Darley Champers stared at the girl and said nothing.
“What do you ask for it?” Leigh inquired.
Still the real estate dealer was silent.
“Isn’t it for sale? It is all weed-grown and hasn’t been cultivated for years.”
The tremor in the girl’s voice reached the best spot in Darley Champers’ trade-hardened heart.
“Lord, yes, it’s for sale!” he broke out.
A sense of relief at this sudden opportunity, combined with the intense satisfaction of getting even with Thomas Smith, overwhelmed him. Smith would rave at the sale to a Shirley, yet this sale had been demanded. Champers had written Smith’s name into too many documents to need the owner’s handwriting in this transaction. Smith would leave town in the evening. The whole thing was easy enough. While Leigh waited, the real humaneness of which Champers so often boasted found its voice within him.
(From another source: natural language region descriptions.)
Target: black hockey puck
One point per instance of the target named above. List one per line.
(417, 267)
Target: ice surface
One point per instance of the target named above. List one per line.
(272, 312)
“I’ll sell it for sixteen hundred dollars if I can get two hundred down today and the rest in cash inside of two weeks. But I must close the bargain today, you understand.”
He had fully meant to make it seventeen hundred fifty dollars. It was the unknown humane thing in him that cut off his own commission.
“It’s worth it,” he said to himself. “Won’t Thomas Smith, who’s got no name to sign to a piece of paper, won’t he just cuss when it’s all did! It’s worth my little loss just to get something dead on him. The tricky thief!”
“I’ll take it,” Leigh said, a strange light glowing in her eyes and a firm line settling about her red lips.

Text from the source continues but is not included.